One day that summer, I came away from a luncheon in company of an old College chum. Always exciting to meet those one hasn’t seen for years; and as we walked across the Park together I kept looking at him askance. He had altered a good deal. Lean he always was, but now very lean, and so upright that his parson’s coat was overhung by the back of his long and narrow head, with its dark grizzled hair, which thought had not yet loosened on his forehead. His clean-shorn face, so thin and oblong, was remarkable only for the eyes: dark-browed and lashed, and coloured like bright steel, they had a fixity in them, a sort of absence, on one couldn’t tell what business. They made me think of torture.

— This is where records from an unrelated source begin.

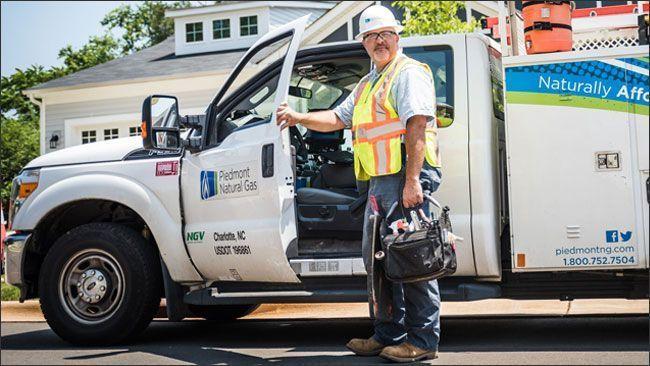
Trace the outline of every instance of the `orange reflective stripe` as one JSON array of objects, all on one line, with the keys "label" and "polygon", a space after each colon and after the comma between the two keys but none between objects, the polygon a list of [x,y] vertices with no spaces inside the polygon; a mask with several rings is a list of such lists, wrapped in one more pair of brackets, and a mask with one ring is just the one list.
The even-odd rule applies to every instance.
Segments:
[{"label": "orange reflective stripe", "polygon": [[390,139],[384,141],[384,153],[386,154],[386,172],[390,170]]},{"label": "orange reflective stripe", "polygon": [[377,144],[372,145],[372,151],[374,154],[374,162],[375,162],[375,174],[379,174],[379,151],[377,151]]},{"label": "orange reflective stripe", "polygon": [[377,141],[372,144],[372,149],[375,155],[375,174],[384,175],[388,173],[388,159],[386,156],[387,141]]},{"label": "orange reflective stripe", "polygon": [[394,64],[394,67],[392,69],[386,71],[384,82],[382,83],[381,88],[378,90],[380,92],[379,100],[382,106],[386,105],[386,98],[388,98],[388,92],[390,91],[390,88],[387,88],[387,86],[393,84],[393,77],[397,73],[397,70],[402,67],[402,64],[406,62],[406,60],[407,59],[405,57],[402,57]]},{"label": "orange reflective stripe", "polygon": [[406,133],[406,129],[403,129],[403,130],[400,130],[400,131],[391,132],[391,133],[381,135],[381,136],[377,136],[377,137],[373,137],[373,138],[360,138],[360,137],[357,137],[356,139],[353,140],[352,143],[353,144],[360,144],[360,143],[364,143],[364,142],[374,143],[374,142],[377,142],[377,141],[390,140],[390,139],[395,138],[395,137],[401,137],[405,133]]},{"label": "orange reflective stripe", "polygon": [[382,123],[379,125],[374,123],[368,123],[367,127],[366,125],[360,125],[359,128],[357,128],[354,131],[354,137],[357,139],[372,140],[372,139],[384,137],[386,135],[392,135],[395,133],[404,133],[404,132],[406,132],[406,129],[404,128],[404,125],[398,118],[397,121],[393,121],[390,123]]},{"label": "orange reflective stripe", "polygon": [[401,121],[399,119],[399,117],[395,117],[395,118],[389,118],[389,119],[387,119],[385,121],[381,121],[381,122],[372,122],[372,121],[370,121],[370,122],[367,122],[367,123],[360,123],[360,124],[358,124],[356,126],[352,126],[352,131],[356,131],[358,129],[367,130],[369,128],[381,127],[381,126],[385,126],[385,125],[395,123],[395,122],[399,122],[399,121]]},{"label": "orange reflective stripe", "polygon": [[383,122],[386,120],[386,111],[382,106],[377,105],[377,96],[373,95],[372,96],[372,103],[371,103],[371,114],[372,114],[372,120],[376,122]]},{"label": "orange reflective stripe", "polygon": [[361,82],[359,83],[359,86],[357,87],[357,90],[354,93],[354,105],[357,105],[357,103],[359,103],[359,98],[361,98],[361,94],[363,93],[363,89],[366,88],[366,84],[368,84],[367,80],[361,80]]}]

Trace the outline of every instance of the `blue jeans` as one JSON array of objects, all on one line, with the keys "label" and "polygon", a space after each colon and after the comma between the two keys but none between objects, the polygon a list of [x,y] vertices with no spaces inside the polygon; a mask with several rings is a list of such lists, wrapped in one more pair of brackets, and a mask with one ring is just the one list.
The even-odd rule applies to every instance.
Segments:
[{"label": "blue jeans", "polygon": [[[373,177],[368,186],[368,197],[374,195],[384,213],[387,213],[395,201],[399,201],[403,189],[404,169],[393,175]],[[441,181],[439,169],[432,168],[426,162],[420,173],[423,186],[429,185],[431,192],[438,189]],[[401,202],[388,222],[401,216]],[[429,205],[423,209],[429,214]],[[372,208],[366,205],[364,232],[362,241],[363,261],[369,271],[370,252],[372,250],[372,225],[370,223]],[[404,341],[425,350],[437,350],[440,340],[440,291],[438,281],[422,281],[397,284],[384,280],[377,299],[377,312],[373,338],[384,345],[399,344]],[[368,283],[372,286],[372,283]]]}]

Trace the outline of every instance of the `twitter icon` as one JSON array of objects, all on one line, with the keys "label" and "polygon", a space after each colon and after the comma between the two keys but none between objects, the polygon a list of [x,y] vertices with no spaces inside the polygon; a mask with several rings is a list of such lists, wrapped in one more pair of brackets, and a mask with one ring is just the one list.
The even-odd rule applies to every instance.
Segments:
[{"label": "twitter icon", "polygon": [[632,238],[632,232],[631,231],[626,231],[622,232],[621,231],[621,241],[626,242]]}]

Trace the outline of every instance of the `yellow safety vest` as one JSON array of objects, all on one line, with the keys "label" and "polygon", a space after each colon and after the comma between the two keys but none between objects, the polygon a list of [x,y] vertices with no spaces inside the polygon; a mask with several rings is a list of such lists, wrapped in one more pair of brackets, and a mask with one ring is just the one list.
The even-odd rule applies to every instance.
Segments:
[{"label": "yellow safety vest", "polygon": [[[429,65],[400,55],[386,66],[374,85],[366,75],[357,86],[352,115],[352,146],[354,148],[354,174],[358,180],[395,174],[402,168],[402,136],[406,127],[400,121],[389,95],[393,81],[408,64],[424,67],[429,75]],[[433,77],[432,77],[433,80]],[[435,95],[431,96],[435,98]],[[433,167],[440,167],[435,119],[427,124],[425,157]]]}]

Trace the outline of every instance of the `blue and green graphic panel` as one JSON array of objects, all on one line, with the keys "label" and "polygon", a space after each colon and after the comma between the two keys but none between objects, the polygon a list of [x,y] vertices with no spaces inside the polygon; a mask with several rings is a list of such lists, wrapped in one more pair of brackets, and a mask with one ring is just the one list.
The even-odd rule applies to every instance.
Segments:
[{"label": "blue and green graphic panel", "polygon": [[506,69],[506,100],[648,115],[648,58],[563,62]]},{"label": "blue and green graphic panel", "polygon": [[207,200],[219,194],[219,180],[214,171],[201,171],[201,199]]}]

And his mouth always gently smiling, as if its pinched curly sweetness had been commanded, was the mouth of a man crucified—yes, crucified!
Tramping silently over the parched grass, I felt that if we talked, we must infallibly disagree; his straight-up, narrow forehead so suggested a nature divided within itself into compartments of iron.

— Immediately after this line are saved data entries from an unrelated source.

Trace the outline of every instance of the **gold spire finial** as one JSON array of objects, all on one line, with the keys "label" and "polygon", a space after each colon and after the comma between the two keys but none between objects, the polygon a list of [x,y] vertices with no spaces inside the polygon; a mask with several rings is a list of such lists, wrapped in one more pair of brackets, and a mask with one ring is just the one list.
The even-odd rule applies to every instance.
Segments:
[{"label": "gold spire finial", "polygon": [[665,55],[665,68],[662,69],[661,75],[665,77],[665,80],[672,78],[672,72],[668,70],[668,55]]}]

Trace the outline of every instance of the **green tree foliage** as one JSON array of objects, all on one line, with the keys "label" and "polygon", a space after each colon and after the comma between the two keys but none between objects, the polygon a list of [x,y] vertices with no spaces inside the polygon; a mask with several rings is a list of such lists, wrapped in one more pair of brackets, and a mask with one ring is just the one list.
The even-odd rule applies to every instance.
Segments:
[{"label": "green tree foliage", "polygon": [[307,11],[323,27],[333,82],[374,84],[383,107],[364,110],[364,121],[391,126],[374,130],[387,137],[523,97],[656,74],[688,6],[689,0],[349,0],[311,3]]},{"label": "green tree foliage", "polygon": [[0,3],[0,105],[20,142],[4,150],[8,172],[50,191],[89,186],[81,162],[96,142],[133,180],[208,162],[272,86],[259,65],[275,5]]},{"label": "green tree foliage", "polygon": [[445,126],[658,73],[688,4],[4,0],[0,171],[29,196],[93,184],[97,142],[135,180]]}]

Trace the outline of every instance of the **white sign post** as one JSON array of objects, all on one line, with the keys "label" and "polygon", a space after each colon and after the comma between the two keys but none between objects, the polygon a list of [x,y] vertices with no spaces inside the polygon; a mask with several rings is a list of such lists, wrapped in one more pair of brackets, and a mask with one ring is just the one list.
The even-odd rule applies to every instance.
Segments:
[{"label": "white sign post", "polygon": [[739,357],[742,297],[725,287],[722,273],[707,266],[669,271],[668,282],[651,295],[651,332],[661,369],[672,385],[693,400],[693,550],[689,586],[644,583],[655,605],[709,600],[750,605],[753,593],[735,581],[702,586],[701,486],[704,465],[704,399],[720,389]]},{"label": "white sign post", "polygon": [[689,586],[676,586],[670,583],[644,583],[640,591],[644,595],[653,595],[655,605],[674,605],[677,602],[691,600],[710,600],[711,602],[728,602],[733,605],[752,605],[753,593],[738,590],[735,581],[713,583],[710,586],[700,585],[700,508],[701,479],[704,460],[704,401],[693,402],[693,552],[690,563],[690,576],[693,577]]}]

It was hot that day, and we rested presently beside the Serpentine. On its bright waters were the usual young men, sculling themselves to and fro with their usual sad energy, the usual promenaders loitering and watching them, the usual dog that swam when it did not bark, and barked when it did not swim; and my friend sat smiling, twisting between his thin fingers the little gold cross on his silk vest.

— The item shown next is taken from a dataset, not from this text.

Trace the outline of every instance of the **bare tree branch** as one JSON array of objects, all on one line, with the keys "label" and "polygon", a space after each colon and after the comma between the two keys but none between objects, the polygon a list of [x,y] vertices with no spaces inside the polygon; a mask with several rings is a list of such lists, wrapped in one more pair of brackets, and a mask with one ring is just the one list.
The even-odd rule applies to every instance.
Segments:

Then all of a sudden we did begin to talk; and not of those matters of which the well-bred naturally converse—the habits of the rarer kinds of ducks, and the careers of our College friends, but of something never mentioned in polite society.
At lunch our hostess had told me the sad story of an unhappy marriage, and I had itched spiritually to find out what my friend, who seemed so far away from me, felt about such things. And now I determined to find out.
“Tell me,” I asked him, “which do you consider most important—the letter or the spirit of Christ’s teachings?”
“My dear fellow,” he answered gently, “what a question! How can you separate them?”
“Well, is it not the essence of His doctrine that the spirit is all important, and the forms of little value? Does not that run through all the Sermon on the Mount?”
“Certainly.”
“If, then,” I said, “Christ’s teaching is concerned with the spirit, do you consider that Christians are justified in holding others bound by formal rules of conduct, without reference to what is passing in their spirits?”
“If it is for their good.”
“What enables you to decide what is for their good?”
“Surely, we are told.”
“Not to judge, that ye be not judged.”
“Oh! but we do not, ourselves, judge; we are but impersonal ministers of the rules of God.”
“Ah! Do general rules of conduct take account of the variations of the individual spirit?”